Coronavirus: Too Early To Say the Virus Spread Will Fall In Summer, Reveals latest research

SRINAGAR: Improved temperatures could slow the spread of the Coronavirus but will not stop it completely, reporting the new research on the issue, the New York Times reported.

The Coronavirus is almost similar to its other flu causing cousins as far as their prevalence in cold temperatures go. An MIT study has established, on the basis of the trend and the costs of the pandemic so far, that the virus emerged and had huge spikes in areas with low temperatures.

“Wherever the temperatures were colder, the number of the cases started increasing quickly,” the newspaper quoted the study’s co-author Qasim Bukhari, a computational scientist. “You see this in Europe, even though the health care there is among the world’s best.”

He said the virus’s temperature dependency was visible in the United States as well where it impacted seriously in the low-temperature states like Washington, New York and Colorado, unlike Arizona, Florida and Texas with better temperatures.

Dr Deborah Birx, the global AIDS coordinator in the United States said the SARS epidemic in 2003 follows, like other flu’s the November to April trend in Northern Hemisphere. However, she said, it was difficult to predict if the Coronavirus would take the same course.

There have been, at least, two more studies – one each in Spain and Finland, arriving at almost the same conclusion. However, every researcher is keeping his fingers crossed over how the new virus behaves.
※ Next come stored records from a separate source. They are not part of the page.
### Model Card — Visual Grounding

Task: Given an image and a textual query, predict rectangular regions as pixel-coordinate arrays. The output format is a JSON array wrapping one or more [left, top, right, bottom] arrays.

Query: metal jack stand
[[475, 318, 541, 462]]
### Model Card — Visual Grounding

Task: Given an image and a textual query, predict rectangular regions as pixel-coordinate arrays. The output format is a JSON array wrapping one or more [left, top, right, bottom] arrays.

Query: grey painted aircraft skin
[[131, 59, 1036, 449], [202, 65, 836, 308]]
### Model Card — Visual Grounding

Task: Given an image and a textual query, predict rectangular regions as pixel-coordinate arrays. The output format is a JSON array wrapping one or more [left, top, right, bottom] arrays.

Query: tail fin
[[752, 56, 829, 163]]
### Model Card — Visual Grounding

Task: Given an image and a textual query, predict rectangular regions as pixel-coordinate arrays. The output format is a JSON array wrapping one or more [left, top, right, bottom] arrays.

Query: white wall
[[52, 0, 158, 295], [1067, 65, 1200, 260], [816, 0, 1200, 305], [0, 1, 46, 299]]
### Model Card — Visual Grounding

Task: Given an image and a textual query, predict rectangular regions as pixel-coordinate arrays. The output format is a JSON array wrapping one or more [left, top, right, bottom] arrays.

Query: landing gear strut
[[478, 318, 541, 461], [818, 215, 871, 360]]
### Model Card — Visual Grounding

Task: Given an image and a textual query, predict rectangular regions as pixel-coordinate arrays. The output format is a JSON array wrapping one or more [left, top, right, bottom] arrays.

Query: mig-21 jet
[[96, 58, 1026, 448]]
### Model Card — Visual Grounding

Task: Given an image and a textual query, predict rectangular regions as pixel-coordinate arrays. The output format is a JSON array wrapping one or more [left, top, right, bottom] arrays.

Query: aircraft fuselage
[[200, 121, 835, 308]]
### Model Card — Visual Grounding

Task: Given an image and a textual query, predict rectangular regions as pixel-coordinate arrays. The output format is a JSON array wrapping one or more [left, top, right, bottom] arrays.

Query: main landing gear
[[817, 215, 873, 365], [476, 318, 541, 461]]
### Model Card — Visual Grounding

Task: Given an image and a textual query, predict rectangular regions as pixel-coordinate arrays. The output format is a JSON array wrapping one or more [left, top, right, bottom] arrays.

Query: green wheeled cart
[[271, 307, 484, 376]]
“We still need to take strong precautions,” Dr Bukhari was quoted saying. “Warmer temperatures may make this virus less effective, but the less effective transmission does not mean that there is no transmission.” He has said the warmer temperatures might make it harder for the coronavirus to survive in the air or on surfaces for long periods of time, but it could still be contagious for hours, if not days.

Unlike Polio and TB virus that spread faster in the warmer weather, all flu virus slows down in summers. They, however, do not disappear but their potency to infect goes down for the time being.

WHO also does not support of lowering any guard under the impression that better temperature will manage the virus. They have said six more weeks are required to understand the virus behaviour and make an opinion.

The newspaper quoted a distinguished physician, Julio Frenk saying that even if the spread of the coronavirus decreases at higher humidity, its effect would be limited for regions above 40 degrees North, which includes most of Europe and North America.